Avec un sourire désarmant, le jeune Garett, du haut de ses dix sept ans, se tourna vers son enseignante. Dans cette école privée, il était difficile de renvoyer ou réellement punir les élèves. Spécialement quand ils étaient aussi brillants que Garett. La professeur savait pertinemment que l’adolescent, bien que fort occupé à tenter de séduire l’une de ses camarades, ne perdait pas une miette de ce qu’elle racontait.
« Je vous écoute, Mme O’Neill. Vous parliez des lois de Mendel. Plus précisément, de comment les croisements entre les différentes espèces de petits pois lui ont permis de découvrir la dominance et la récessivité. De plus… »
« Stop ! J’ai parfaitement compris. Vous m’écoutiez. Ce qui n’était pas le cas de Mlle Evans, c’est pourquoi je vous prierai de la laisser tranquille. »
Ce genre de scène arriva souvent pendant les heures de cours. Sans être un bad boy, Garett fut, durant toute sa scolarité, un sacré garnement. Mais, élève doué, il n’avait jamais vraiment eu de problèmes. Ça, et les subventions diverses et variées de son père. Après le lycée, il aurait pu aller où il voulait. Mais il ne voulait aller nulle part, à part en médecine.
« Tu veux faire l’école de médecine ? »
Son père avait éclaté de rire.
« Toi ? Sérieusement ? Garett, mon garçon, tu n’as pas la fibre altruiste nécessaire à n’importe quel médecin ! »

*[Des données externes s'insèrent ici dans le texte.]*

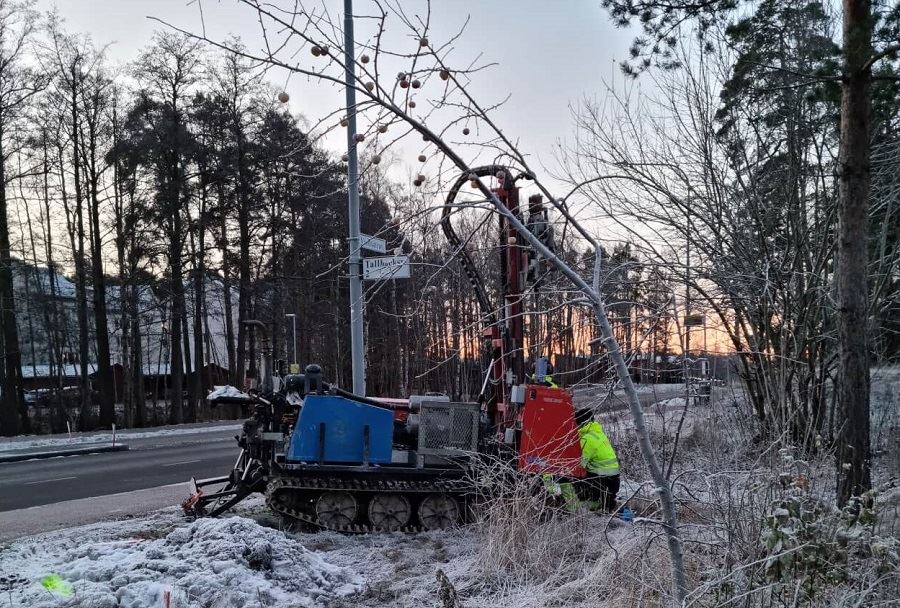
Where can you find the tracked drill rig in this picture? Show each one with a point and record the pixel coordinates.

« Qu’est ce que tu en sais ? Tu ne m’as jamais demandé mon avis, tu m’as forcé à te succéder ! »
« Je ne t’ai jamais forcé à rien. Si tu veux devenir médecin, soit. »
« Je veux faire mes études à Montréal. »
Ethan Blackwell avait été quelque peu surpris par la requête inhabituelle de son fils. Une fille était sans doute là-dessous. Mais ça ne l’inquiétait guère. Tout d’abord, parce que ça ne durerait pas, ensuite parce que ça n’empêcherait pas son fils d’étudier, et enfin, parce que Garett était suffisamment intrépide pour ne pas avoir peur de s’éloigner autant de sa famille et de son pays natal.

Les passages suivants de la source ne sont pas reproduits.